Finite $\epsilon$-unit distance graphs

Finite $\epsilon$-unit distance graphs

In 2005, Exoo posed the following question. Fix $\epsilon$ with $0\leq\epsilon<1$. Let $G_\epsilon$ be the graph whose vertex set is the Euclidean plane, where two vertices are adjacent iff the Euclidean distance between them lies in the closed interval $[1-\epsilon,1+\epsilon]$. What is the chromatic number $\chi(G_\epsilon)$ of this graph? The case $\epsilon=0$ is precisely the classical ``chromatic number of the plane'' problem. In a 2018 preprint, de Grey shows that $\chi(G_0)\geq 5$; the proof relies heavily on machine computation.
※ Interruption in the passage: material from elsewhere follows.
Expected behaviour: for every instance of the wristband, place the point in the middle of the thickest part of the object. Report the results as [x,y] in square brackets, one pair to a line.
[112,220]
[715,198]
In 2016, Grytczuk et al. proved a weaker result with a human-comprehensible but nonconstructive proof: whenever $0<\epsilon<1$, we have that $\chi(G_\epsilon)\geq 5$. (This lower bound of $5$ was later improved by Currie and Eggleton to $6$.) The De Bruijn - Erd\H{o}s theorem (which relies on the axiom of choice) then guarantees the existence, for each $\epsilon$, of a finite subgraph $H_\epsilon$ of $G_\epsilon$ such that $\chi(H_\epsilon)\geq 5$. In this paper, we explicitly construct such finite graphs $H_\epsilon$. We find that the number of vertices needed to create such a graph is no more than $2\pi(15+14\epsilon^{-1})^2$. Our proof can be done by hand without the aid of a computer.